As I see It

A motion of no confidence without a winner, without a loser!

Was it perhaps drawn? Let us see why an observer might be somewhat confused.

Had the motion succeeded, Comrade JG Zuma wouldn’t be the President as I write this piece. Had the opposition lost, we wouldn’t have seen the jubilation demonstrated by the opposition benches when the Speaker of the SA National Assembly announced that the Yes votes counted after the secret ballot  conducted , were 177. Nor would we have heard Msholosi thanking only those who voted against the motion; he would have thanked all his party members instead of the 198 who voted against the motion. However one looked at the event in the South African Parliament on Tuesday, August 8, 2017, it was touch and go! Before the motion was debated and voted upon, I had confidently predicted that Comrade JGZ would have a walk in the park. My prediction was that only five or six MPs amongst them the loudmouths, Dr Makhosi Khoza, former Finance Minister, Pravin Gordhan, former Minister of Tourism, Derek Hannekom, and another would vote for the motion while a few more would abstain. I knew there were more MPs, amongst them, the SACP General Secretary, Blade Nzimande and the Chief Whip, Comrade Mthembu and Minister of health Aaron Motsoaledi who had publicly supported the call for the President to step down.
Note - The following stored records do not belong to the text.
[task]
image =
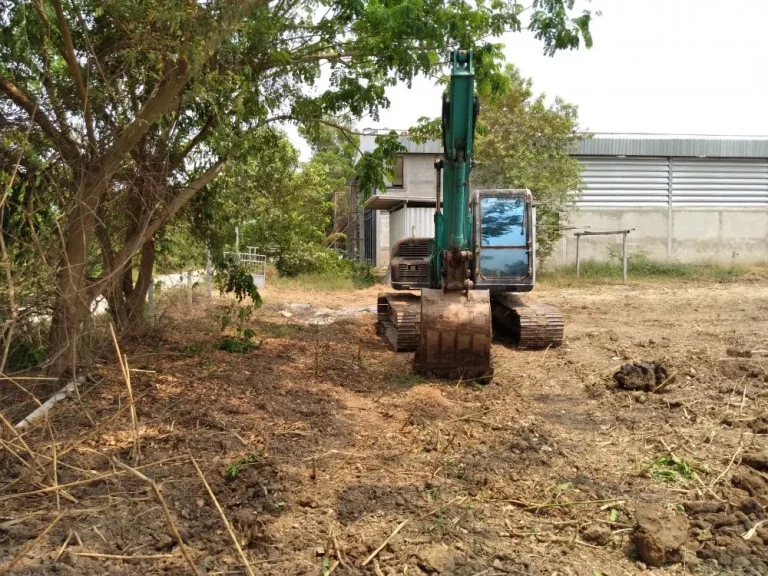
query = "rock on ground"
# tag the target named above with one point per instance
(659, 534)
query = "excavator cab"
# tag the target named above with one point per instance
(482, 254)
(504, 238)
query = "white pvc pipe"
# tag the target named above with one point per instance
(43, 409)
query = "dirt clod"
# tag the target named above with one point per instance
(738, 353)
(645, 376)
(598, 534)
(659, 535)
(756, 461)
(437, 559)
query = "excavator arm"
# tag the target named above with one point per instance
(455, 320)
(451, 251)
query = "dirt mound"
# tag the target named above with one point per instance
(426, 404)
(660, 534)
(644, 376)
(732, 537)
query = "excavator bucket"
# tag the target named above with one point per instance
(455, 336)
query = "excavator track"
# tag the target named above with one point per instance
(398, 319)
(532, 326)
(528, 325)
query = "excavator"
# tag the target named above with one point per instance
(482, 256)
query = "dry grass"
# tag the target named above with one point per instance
(344, 446)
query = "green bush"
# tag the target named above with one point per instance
(24, 353)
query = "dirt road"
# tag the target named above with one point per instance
(320, 446)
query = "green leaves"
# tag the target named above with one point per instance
(525, 143)
(376, 167)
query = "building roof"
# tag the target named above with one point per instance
(620, 144)
(391, 202)
(694, 146)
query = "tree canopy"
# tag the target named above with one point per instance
(118, 114)
(525, 143)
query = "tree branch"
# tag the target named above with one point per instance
(177, 159)
(145, 234)
(74, 68)
(167, 92)
(67, 147)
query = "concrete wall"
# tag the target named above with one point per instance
(419, 174)
(690, 235)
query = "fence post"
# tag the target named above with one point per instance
(624, 257)
(151, 301)
(208, 289)
(578, 262)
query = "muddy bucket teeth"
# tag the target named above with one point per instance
(455, 336)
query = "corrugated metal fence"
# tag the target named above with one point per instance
(411, 223)
(659, 182)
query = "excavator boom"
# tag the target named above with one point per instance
(482, 254)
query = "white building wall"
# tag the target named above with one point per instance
(411, 223)
(683, 209)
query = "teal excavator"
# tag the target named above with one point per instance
(470, 274)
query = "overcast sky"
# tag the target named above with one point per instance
(657, 66)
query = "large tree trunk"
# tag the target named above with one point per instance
(72, 303)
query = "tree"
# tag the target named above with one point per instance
(525, 143)
(137, 105)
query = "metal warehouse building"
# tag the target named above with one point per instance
(687, 198)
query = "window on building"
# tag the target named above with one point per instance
(397, 178)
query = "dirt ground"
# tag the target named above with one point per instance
(321, 448)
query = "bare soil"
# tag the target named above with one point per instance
(319, 444)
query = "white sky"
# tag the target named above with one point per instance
(658, 66)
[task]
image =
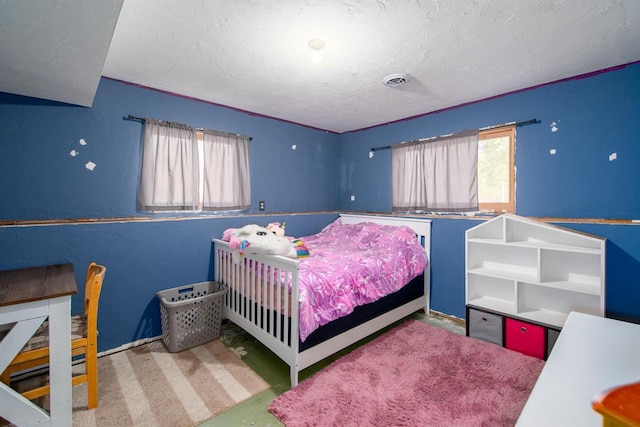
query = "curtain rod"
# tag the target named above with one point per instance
(516, 124)
(142, 120)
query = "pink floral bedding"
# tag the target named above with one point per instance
(352, 265)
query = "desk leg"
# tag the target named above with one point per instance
(60, 361)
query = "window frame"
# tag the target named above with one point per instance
(510, 132)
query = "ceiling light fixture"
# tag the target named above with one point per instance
(316, 46)
(395, 80)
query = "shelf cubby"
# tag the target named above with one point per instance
(532, 270)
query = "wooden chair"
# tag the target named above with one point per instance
(84, 341)
(620, 406)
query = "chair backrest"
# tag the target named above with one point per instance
(93, 287)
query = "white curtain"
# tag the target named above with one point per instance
(169, 177)
(437, 175)
(226, 172)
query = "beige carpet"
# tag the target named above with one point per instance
(149, 386)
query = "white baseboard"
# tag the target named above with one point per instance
(130, 345)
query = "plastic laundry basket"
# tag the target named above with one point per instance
(191, 315)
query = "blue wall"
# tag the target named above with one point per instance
(594, 117)
(42, 181)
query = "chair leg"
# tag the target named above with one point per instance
(5, 377)
(91, 361)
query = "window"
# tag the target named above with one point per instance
(496, 169)
(185, 169)
(465, 172)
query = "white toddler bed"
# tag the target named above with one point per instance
(252, 299)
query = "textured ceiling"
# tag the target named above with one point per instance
(253, 55)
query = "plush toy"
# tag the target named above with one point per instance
(253, 239)
(276, 228)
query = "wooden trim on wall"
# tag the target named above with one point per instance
(72, 221)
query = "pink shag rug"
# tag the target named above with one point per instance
(416, 374)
But when Comrades Blade Nzimande and Chief Whip went public that they wouldn’t support a motion tabled by the opposition, aimed at their government, Mthembu going as far as likening those who dared vote against the motion as suicide bombers, I was convinced very few ANC MPs would vote for the motion. My skepticism was supported by the fact that the Constitution specifically provides that a vote of no confidence against the President implies the collapse of the government of the day. I had thought that entertaining such scenario by an incumbent party, MPs would be a bit irrational. I was mistaken, obviously due to ignorance of the disillusionment and degree of loathing the members of the ruling ANC have for their President.

If one juggled with the numbers of how the vote went as well as the debate for and against the motion, the unpopularity of Comrade JGZ is stupendous . First the vote: With 249 MPs in a Parliament of 400 MPs, the ANC enjoys an overwhelming majority of 151. Accepting that five members of the ruling party for one reason or other were absent from the House, the ANC, assuming a full compliment of the opposition MPs, the ANC majority on paper would still have been an impressive 146 MPs, yet the nay vote was a depressed 21 votes! How do we account for the missing 125 votes? It could be more, assuming that there might have been a few opposition MPs who voted with the majority of the ANC, even taking into account the nine abstentions which were registered in the ballot!

It is clear that polarisation within  the ANC is more than meets the eye. It is trite to say Zuma’s upbeat about the ‘powerfulness’ of the ANC was exaggerated. Obviously, ANC members and many South Africans will blame the disunity and weakness of the ANC on its President’s recalcitrance to stay put, while all  the signposts to the decline, points to him; in a way it will appear he deliberately, knowingly and recklessly precipitated the headlong tumble the organisation is taking!

The 125 ANC MPs who either voted with the opposition, abstained from voting or, I daresay, like SACP General Secretary, Nzimande voted against the motion on the principle of merely cocking a snook at the opposition, reveals how much the ANC has become a shell of itself;  expected to be firm and unwavering on its mission of liberating the masses it has lost the way and not only outsiders, but cadres who had always held their heads high because they served the ANC , the organisation that produced Madiba, Tambo and Solomon Mahlangu. A movement that has crafted the best democratic Constitution in Africa! 

The Speaker’s discretion to allow the motion to be decided by a secret vote gave many the impression that she did that, because she was confident the motion would be rejected emphatically. Calls for the President to step down had been made from a number of ANC sectors, MPs, Cabinet Ministers and retired veterans. Few however, imagined the disillusionment permeated the MPs sector so deeply. None who watched and listened to the debate on the No Confidence motion in President Zuma can claim to have heard any of the four ANC spokespersons , arguing in defence of JGZ; instead they defended the ANC! This proved that the MPs themselves had lost confidence in their President! 

The opposition lost because the President wasn’t dislodged, though he was shaken; that’s why they were jubilant with the results. Incidentally, Julius Malema, had publicly announced that 30 ANC nonconformists had assured him they would vote with the opposition. If ANC witch-hunters want to know the identity of the defectors, Julius Malema is their man! I see no reason for witch-hunting. Otherwise why the secret ballot? The opposition didn’t win, but they came close. JGZ didn’t lose either , but it was a close shave!